In [1]:
import pandas as pd
import numpy as np
import scipy.stats
import statsmodels.stats.multitest
import operator




def wrap_ttest(df, label_column, comparison_columns=None, alpha=.05, return_all=False, correction_method='bonferroni', mincount=3, pval_return_corrected=True):
    try:
        '''Verify precondition that label column exists and has exactly 2 unique values'''
        label_values = df[label_column].unique()
        if len(label_values) != 2:
            print("Incorrectly Formatted Dataframe! Label column must have exactly 2 unique values.")
            return None
        
        '''Partition dataframe into two sets, one for each of the two unique values from the label column'''
        partition1 = df.loc[df[label_column] == label_values[0]]
        partition2 = df.loc[df[label_column] == label_values[1]]

        '''If no comparison columns specified, use all columns except the specified labed column'''
        if not comparison_columns:
            comparison_columns = list(df.columns)
            comparison_columns.remove(label_column)

        '''Determine the number of real valued columns on which we will do t-tests'''
        number_of_comparisons = len(comparison_columns)
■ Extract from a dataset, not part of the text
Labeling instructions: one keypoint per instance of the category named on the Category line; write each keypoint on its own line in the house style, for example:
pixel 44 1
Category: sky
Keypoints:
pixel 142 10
        '''Store comparisons and p-values in two arrays'''
        comparisons = []
        pvals = []
        
        '''Loop through each comparison column, perform the t-test, and record the p-val'''
        
        for column in comparison_columns:
            if len(partition1[column].dropna(axis=0)) <= mincount:
                continue
            elif len(partition2[column].dropna(axis=0)) <= mincount:
                continue
            else:
                stat, pval = scipy.stats.ttest_ind(partition1[column].dropna(axis=0), partition2[column].dropna(axis=0))
                comparisons.append(column)
                pvals.append(pval)
                
        '''Correct for multiple testing to determine if each comparison meets the new cutoff'''
        results = statsmodels.stats.multitest.multipletests(pvals=pvals, alpha=alpha, method=correction_method)
        reject = results[0]

        '''Format results in a pandas dataframe'''
        results_df = pd.DataFrame(columns=['Comparison','P_Value'])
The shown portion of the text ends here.